Mais ce principe du burden sharing n’a-t-il pas été mis en cause par la Commission au début de la crise sanitaire ?

Oui, en effet. En mai dernier, la Commission européenne a indiqué qu’un soutien public destiné à aider les banques à surmonter la crise du coronavirus pourrait prendre la forme d’une recapitalisation dite de précaution pour autant que les conditions énoncées dans la BRRD soient réunies (cf. infra).

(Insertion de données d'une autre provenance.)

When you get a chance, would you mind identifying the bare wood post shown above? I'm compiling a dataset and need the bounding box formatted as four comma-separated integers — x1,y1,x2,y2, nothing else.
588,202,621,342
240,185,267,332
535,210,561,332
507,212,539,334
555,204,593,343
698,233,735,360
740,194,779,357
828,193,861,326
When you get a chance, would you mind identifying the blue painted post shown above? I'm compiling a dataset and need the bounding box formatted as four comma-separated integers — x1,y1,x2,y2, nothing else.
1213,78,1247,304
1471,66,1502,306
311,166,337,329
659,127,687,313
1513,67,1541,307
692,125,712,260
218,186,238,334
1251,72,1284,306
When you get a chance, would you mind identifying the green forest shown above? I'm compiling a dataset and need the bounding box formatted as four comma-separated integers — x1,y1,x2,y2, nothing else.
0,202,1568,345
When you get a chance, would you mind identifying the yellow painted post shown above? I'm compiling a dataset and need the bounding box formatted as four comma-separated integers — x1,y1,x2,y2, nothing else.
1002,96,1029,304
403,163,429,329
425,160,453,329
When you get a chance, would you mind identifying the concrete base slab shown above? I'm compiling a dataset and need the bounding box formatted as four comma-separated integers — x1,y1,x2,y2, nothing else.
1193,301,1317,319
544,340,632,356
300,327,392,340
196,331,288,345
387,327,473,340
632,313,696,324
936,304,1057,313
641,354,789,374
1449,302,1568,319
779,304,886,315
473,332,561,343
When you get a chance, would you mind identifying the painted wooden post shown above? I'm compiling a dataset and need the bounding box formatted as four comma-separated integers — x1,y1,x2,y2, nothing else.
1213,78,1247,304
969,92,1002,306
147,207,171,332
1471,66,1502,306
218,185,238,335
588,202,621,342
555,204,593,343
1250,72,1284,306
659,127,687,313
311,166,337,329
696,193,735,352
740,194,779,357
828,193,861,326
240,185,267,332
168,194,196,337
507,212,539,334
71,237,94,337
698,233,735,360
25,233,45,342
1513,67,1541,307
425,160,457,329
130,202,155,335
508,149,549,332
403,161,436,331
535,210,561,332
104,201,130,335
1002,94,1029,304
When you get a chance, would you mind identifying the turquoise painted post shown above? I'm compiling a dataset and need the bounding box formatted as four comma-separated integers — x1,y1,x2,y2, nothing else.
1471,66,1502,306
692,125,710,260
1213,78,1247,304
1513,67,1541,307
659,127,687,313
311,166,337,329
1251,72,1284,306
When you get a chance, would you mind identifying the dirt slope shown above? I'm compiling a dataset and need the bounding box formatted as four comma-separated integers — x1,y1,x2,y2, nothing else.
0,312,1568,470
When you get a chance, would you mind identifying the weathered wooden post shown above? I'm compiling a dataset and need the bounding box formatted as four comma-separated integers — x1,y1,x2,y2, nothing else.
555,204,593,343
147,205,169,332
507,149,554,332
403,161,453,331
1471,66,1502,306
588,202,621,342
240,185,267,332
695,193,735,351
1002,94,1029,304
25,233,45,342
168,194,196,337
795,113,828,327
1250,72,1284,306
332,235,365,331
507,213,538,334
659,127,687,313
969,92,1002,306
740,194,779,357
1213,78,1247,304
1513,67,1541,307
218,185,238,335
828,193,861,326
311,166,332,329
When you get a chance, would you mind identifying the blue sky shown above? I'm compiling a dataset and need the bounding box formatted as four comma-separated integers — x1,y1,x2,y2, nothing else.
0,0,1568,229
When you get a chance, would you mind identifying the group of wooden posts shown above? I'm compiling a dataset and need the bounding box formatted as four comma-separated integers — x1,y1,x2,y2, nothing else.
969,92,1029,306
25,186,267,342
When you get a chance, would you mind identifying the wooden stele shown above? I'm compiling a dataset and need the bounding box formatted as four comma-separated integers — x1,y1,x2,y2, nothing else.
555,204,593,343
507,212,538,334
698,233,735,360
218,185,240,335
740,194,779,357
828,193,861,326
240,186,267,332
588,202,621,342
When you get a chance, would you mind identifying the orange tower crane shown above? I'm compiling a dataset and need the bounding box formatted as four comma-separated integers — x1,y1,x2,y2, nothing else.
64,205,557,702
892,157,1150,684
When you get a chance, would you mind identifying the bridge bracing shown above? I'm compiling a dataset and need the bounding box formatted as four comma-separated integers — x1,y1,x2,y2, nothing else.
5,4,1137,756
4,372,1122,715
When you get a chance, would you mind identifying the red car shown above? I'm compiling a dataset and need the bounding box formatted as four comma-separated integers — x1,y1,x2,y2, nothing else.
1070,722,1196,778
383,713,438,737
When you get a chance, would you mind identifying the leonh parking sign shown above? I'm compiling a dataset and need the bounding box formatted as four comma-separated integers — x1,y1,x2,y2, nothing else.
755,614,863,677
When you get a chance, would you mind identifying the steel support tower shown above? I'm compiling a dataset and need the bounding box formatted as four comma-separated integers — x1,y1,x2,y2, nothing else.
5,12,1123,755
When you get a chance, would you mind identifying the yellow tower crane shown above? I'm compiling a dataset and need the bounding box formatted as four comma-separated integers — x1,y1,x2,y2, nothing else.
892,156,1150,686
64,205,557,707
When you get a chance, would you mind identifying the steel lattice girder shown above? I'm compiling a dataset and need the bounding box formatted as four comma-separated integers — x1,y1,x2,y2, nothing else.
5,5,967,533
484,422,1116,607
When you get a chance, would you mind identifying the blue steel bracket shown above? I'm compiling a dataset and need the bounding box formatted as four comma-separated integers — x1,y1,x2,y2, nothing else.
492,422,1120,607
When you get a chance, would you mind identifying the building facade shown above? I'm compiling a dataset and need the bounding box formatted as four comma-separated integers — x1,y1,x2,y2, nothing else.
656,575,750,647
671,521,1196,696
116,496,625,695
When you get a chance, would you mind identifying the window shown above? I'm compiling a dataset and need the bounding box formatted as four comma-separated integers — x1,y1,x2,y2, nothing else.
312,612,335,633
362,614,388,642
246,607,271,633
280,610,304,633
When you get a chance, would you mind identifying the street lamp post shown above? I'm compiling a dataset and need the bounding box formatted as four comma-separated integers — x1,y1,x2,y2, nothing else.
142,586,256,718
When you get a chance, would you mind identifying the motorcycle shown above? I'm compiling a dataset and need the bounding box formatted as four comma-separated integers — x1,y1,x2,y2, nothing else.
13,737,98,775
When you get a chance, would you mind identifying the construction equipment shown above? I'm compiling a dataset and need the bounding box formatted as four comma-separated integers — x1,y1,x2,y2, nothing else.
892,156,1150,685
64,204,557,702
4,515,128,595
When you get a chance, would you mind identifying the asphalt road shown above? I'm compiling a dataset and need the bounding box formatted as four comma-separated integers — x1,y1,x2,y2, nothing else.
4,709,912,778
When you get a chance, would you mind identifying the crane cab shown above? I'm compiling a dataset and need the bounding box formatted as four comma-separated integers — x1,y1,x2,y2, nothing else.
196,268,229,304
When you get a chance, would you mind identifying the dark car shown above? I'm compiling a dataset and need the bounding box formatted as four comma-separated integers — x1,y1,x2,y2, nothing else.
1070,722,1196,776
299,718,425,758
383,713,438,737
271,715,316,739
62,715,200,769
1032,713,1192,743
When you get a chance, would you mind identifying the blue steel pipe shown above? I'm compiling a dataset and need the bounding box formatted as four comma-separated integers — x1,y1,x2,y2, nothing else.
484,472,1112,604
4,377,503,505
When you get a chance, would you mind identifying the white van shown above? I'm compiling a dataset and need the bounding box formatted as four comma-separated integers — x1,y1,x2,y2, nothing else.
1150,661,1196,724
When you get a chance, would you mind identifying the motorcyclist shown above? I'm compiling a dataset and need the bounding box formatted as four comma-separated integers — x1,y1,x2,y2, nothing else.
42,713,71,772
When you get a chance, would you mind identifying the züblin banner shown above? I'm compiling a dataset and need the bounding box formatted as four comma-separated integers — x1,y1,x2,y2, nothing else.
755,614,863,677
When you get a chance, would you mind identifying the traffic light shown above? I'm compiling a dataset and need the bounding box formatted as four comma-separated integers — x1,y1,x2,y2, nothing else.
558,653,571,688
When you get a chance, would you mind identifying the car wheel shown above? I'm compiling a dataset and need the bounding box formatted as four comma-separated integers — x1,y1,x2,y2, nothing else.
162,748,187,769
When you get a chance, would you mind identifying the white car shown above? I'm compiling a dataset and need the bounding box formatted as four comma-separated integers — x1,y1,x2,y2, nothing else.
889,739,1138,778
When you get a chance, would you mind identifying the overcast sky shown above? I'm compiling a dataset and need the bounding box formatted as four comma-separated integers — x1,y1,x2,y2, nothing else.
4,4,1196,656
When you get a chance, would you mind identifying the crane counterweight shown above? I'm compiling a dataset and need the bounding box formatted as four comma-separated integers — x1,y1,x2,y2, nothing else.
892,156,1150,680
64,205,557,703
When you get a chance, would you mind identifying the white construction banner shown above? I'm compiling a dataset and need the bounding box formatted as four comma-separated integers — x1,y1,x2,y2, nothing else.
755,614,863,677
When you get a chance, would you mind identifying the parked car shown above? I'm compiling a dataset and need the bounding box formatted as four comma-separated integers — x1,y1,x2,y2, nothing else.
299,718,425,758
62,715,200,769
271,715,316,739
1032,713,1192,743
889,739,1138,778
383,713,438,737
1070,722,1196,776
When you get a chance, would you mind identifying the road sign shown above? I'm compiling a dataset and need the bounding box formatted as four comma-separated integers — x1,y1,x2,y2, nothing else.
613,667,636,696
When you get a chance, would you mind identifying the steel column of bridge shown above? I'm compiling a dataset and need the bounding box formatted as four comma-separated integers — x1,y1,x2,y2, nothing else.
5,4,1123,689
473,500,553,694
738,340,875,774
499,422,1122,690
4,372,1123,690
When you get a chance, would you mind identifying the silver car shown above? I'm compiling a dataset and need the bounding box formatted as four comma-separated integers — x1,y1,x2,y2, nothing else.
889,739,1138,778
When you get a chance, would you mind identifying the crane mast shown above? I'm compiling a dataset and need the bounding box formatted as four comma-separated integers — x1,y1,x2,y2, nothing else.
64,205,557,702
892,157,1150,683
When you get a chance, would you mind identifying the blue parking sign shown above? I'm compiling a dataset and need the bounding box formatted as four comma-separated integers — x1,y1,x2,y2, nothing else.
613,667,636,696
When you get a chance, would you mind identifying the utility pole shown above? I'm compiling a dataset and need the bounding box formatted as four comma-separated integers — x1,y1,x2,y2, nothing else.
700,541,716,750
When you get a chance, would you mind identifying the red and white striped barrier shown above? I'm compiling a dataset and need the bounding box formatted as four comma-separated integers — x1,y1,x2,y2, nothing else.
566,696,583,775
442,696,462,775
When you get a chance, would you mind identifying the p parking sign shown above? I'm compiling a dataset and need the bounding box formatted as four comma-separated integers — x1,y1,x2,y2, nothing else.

Dans ce contexte, ledit soutien ne serait pas accompagné d’une contribution obligatoire du secteur privé à la recapitalisation de la banque (burden sharing) pour autant que son objectif soit de préserver la stabilité financière. C’est une disposition qui figurait déjà dans le texte européen qui régit les aides au secteur bancaire. Les banques récipiendaires de ce soutien public devraient néanmoins suspendre le paiement de dividendes, des coupons sur des instruments de capital (Tier 1, Tier 2) ainsi que le rachat d’actions, et ce jusqu’au remboursement de l’aide.

Il convient de remarquer que l’aide publique ne doit pas couvrir des insuffisances de capital qui ne trouveraient pas leur origine dans la crise du coronavirus. Par ailleurs le soutien doit viser seulement à éviter un choc systémique et non pas aboutir à faire perdurer des faiblesses structurelles que la crise du coronavirus ne ferait que souligner avec une acuité plus grande. Au total nul doute que les décisions de soutien feront débat.